A Voice for the Akron/Canton Area Lesbian, Gay, Bisexual, and Transgender Community
A message from the president
AOL has found a new use for the screening and sorting technology that allows you to check off your vehicle performance preferences and get back a report on the vehicles you'd like best . AOL calls the new use (keyword) Presidentmatch.
Your best Presidential candidate is just a few mouse clicks away. Yes, no longer do you need to watch boring conventions, read editorials, listen to TV pundits, thumb through tedious biographies nor endlessly search the worldwide web. With a few clicks of the mouse you express your position on the environment, political reform, taxes, welfare and poverty, health care, gun control, crime, education, abortion and individual rights (gasp! there's even a question about gay rights).
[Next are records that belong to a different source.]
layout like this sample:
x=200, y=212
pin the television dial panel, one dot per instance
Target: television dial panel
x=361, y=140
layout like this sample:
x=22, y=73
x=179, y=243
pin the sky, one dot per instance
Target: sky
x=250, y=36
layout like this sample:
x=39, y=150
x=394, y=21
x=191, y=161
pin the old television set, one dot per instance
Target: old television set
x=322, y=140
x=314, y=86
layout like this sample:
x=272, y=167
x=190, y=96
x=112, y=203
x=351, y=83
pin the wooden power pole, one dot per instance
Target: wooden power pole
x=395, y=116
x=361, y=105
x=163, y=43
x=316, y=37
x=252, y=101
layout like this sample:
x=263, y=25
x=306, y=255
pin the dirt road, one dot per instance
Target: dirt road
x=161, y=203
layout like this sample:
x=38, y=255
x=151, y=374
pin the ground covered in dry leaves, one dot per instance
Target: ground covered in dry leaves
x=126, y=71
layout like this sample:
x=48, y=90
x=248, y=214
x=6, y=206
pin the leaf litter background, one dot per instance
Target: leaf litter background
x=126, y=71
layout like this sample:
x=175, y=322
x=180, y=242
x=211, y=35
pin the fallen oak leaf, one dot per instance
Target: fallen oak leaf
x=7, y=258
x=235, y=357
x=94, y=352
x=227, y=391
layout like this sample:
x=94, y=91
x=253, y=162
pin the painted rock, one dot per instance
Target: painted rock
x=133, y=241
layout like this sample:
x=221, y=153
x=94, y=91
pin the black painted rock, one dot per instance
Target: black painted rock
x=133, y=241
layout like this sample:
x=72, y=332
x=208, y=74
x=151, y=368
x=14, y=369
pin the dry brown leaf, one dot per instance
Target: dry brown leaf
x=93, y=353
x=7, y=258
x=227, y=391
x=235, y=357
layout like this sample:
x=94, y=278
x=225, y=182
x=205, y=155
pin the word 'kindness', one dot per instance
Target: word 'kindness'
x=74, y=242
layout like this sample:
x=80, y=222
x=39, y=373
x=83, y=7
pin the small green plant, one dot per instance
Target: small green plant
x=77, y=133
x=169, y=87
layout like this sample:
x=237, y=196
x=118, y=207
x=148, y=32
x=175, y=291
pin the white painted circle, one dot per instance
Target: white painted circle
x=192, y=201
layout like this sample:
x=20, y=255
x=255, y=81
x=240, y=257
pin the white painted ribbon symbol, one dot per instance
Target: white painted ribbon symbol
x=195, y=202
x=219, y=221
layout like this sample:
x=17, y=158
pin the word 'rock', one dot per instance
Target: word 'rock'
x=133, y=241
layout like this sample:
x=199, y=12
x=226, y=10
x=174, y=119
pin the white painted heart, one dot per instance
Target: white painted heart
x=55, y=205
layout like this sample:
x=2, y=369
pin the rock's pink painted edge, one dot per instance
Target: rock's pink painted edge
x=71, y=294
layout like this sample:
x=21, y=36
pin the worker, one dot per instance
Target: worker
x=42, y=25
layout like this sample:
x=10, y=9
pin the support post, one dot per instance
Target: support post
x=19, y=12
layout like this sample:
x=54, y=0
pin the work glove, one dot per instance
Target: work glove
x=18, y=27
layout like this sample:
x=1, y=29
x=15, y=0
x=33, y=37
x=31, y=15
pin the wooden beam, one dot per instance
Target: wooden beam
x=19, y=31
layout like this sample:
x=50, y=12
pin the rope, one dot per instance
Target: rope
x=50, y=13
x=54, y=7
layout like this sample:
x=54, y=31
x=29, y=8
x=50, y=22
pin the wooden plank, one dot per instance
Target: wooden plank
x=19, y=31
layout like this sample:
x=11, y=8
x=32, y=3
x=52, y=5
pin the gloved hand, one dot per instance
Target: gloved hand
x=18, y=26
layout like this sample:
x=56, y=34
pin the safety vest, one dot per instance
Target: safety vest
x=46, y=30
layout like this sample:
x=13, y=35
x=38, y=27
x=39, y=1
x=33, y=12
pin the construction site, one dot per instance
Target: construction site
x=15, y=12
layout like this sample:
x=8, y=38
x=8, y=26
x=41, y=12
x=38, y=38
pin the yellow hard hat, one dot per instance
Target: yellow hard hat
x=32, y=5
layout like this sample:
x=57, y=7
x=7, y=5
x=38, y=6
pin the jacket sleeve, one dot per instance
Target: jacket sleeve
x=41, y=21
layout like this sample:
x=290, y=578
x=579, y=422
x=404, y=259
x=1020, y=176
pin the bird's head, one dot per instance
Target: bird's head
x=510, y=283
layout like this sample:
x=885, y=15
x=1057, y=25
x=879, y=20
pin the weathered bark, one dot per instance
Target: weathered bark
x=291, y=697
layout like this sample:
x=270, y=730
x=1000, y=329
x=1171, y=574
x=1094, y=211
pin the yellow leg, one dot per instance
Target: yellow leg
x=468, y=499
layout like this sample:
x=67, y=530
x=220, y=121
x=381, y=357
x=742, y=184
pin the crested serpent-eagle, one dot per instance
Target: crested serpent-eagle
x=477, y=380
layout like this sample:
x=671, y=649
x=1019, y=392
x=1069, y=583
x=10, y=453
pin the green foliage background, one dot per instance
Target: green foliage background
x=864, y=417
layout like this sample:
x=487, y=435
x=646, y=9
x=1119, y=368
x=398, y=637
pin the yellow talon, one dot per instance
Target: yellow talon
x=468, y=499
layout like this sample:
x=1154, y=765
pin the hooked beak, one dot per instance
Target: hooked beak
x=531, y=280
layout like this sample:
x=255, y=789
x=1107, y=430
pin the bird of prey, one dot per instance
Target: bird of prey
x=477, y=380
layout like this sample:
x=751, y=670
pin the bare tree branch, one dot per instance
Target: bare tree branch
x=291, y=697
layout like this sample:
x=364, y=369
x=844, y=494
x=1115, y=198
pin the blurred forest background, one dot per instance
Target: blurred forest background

Of course I found terrible inconsistency between the bold typeface headers and the actual statements or questions I was to "favor" or "oppose." The simplicity with which complex issues were presented was absolutely breathtaking…well, actually closer to mind-numbing.
Click, click, click, .click, click, click, .click, click, click .and my favorite Presidential candidate by a substantial margin is .Al Gore, followed by Ralph Nader, John Hagelin, Harry Browne, and then, well down the list, George Bush, Pat Buchanan, and Lyndon LaRouche. AOL lets you email your results to a friend. Gee, I wonder what the Stark County Board of Election's email address is; I could get my voting done, online, right now.
Actually the technology is kind of neat and tremendous effort went into gathering position statements from even Congressional Representative candidates (just enter your zipcode, natch). Presidentmatch is worth a look…even if just to know why you don't like it.
But beyond the electronic wizardry (which is still inaccessible to most of our citizenry), we need to realize that politics is about people power, the power of our presence at rallies, debates, and putting out signs, as well as making ourselves known as out and affirming LGBT persons to the candidates. Politics is not just speaking my piece, it's listening and being challenged, being open to new approaches to old questions. It is the dynamic interplay that forms community.
As president of Stonewall Akron, I encourage you to be sure that you, your family, coworkers, and friends are registered for the November election. (Board of Election phone numbers are elsewhere in this newsletter for your convenience.) The opportunity we US citizens have to discuss, and cuss, to rant and rave and then get to a reasoned decision, topped off with the privilege of a secret ballot is a wonder that most people have never known. I don't intend to be bored between now and November 7th, nor do I intend to turn my thinking over to AOL's software. I trust that you too will neither be bored, nor simplistic, about the upcoming election.